Re: Additional logging questions

From:

Lew <noone@lewscanon.com>

Newsgroups:

comp.lang.java.programmer

Date:

Mon, 27 Feb 2012 23:51:37 -0800

Message-ID:

<jii126$df5$1@news.albasani.net>

On 02/27/2012 05:57 PM, Arne Vajh??j wrote:

On 2/27/2012 8:48 PM, Novice wrote:

Lew<noone@lewscanon.com> wrote in news:jigr8v$jhh$1@news.albasani.net:

But wait! 'hashCode()', which is a shortcut for 'equals()' (well,
really for "not equals()"), doesn't know anything about those fields
yet! It will think objects are not equal when they really are.

So you have to override 'hashCode()', too, using the same fields, so
that its result are consistent with 'equals()':

@Override public int hashCode()
{
return owner.hashCode() * 31 + color.hashCode();
}

Just curious: why multiply the owner.hashCode() by 31? There's no
significance to the 31 is there? Why not just add the two hashCodes
together without multiplying one of them first? That would be just as
good, right?

Actually not.

Some numbers are better than others (no multiply means 1).

You should go for a prime.

31 is often used.

But there are other good numbers.

Donald Knuth, _The Art of Computer Programming_, suggested 31 for modulo 32
hashes because it produces good distribution on the average for random inputs.

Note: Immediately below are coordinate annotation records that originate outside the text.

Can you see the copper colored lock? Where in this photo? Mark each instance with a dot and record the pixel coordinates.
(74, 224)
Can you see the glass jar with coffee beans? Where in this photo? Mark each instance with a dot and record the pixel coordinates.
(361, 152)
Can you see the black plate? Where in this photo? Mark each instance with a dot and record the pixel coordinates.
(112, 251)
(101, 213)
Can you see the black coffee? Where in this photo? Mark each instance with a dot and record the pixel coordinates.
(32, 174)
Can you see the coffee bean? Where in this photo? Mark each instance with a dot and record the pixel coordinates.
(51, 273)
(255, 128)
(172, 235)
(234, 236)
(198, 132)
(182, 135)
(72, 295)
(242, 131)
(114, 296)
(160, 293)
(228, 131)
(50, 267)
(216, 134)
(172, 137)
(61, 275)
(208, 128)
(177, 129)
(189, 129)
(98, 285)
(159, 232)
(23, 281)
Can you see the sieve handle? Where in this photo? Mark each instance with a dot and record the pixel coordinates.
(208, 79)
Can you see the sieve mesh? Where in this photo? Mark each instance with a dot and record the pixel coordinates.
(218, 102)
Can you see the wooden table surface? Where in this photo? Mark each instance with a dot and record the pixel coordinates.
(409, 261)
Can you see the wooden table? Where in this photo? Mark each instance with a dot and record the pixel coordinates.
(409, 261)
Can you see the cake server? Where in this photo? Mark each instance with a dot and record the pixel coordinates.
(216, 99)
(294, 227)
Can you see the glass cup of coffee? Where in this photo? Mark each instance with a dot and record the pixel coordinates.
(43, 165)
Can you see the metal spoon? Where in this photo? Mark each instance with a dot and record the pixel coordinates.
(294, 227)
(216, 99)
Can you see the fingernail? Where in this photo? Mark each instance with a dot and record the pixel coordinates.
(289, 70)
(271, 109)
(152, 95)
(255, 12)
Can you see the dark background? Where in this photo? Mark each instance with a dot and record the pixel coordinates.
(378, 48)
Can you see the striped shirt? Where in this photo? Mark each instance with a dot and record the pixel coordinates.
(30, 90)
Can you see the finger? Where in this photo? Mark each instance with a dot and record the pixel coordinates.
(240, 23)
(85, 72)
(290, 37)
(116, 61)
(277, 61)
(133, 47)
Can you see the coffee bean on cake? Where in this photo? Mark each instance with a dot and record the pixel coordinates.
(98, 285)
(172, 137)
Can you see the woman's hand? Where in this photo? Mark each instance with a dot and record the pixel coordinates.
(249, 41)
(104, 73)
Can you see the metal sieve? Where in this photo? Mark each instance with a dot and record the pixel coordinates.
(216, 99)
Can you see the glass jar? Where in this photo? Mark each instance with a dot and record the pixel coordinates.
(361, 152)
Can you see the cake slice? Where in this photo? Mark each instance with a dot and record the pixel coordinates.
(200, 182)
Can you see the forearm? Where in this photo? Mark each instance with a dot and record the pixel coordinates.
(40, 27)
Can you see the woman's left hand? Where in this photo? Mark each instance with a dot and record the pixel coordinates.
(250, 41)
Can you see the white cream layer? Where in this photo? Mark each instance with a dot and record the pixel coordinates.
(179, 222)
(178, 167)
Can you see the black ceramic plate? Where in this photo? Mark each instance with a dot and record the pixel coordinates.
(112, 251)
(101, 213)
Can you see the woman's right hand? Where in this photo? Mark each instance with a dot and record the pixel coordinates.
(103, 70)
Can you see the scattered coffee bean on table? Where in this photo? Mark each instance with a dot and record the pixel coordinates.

There are better hashes, but for most purposes the one illustrated suffices.

More generally (pseudocode):

@Override int hashCode()
{
  int hash = 17; // or 0 or some other decent starter
  for (Object field : instanceFields)
  {
    hash = hash * 31;
    hash += field.hashCode();
  }
  return hash;
}

I skipped over niceties like whether to use 0 for null or empty element hashes.

The Javadocs explain some of this, but the purpose of 'hashCode()' mostly is
to quickly tell if instances are not equal. Equal instances must have the same
hash - that's a hard rule. But the converse cannot apply - many instances will
have the same hash even if they're not equal.

The trick is not to have many all at once during the run of your application.

Then probability is your friend. With 2^^32 possible hashcodes, let's say for
a map of 'String' to 'Foo', you have a lot of room for many strings before you
get too many collisions. That means you need a hash that is about equally
likely to pick any number as any other, so that for any given set of actual
values at a time you probably will have different hashes for different objects.

In practice you get a few collisions, but as long as "a few" is within
acceptable limits you're good to go. Otherwise you have to play advanced
reindeer games with hash algorithms.

Why all this hash fooferol? Because once you have a hash value lookups are so
much faster on 'int' comparisons than between arbitrary 'String's of varying
length. So let's say you're trying to find an element in a 'Set' - you look
for the hashcode first, and if you find zero or one element you're done.
Otherwise you distinguish between the colliding elements with 'equals()', but
hopefully only for two or at worst three elements.

Hashes are also useful in cryptography.

It's an endless topic, full of fun. You need never be bored of a winter's eve.
I'd actually start with Wikipedia on this one.

Aside: I seem to recall an 'equals()' method builder in Apache Commons Lang
somewhere. It's got some sort of indicative name like 'EqualsBuilder'.

--
Lew
Honi soit qui mal y pense.
http://upload.wikimedia.org/wikipedia/commons/c/cf/Friz.jpg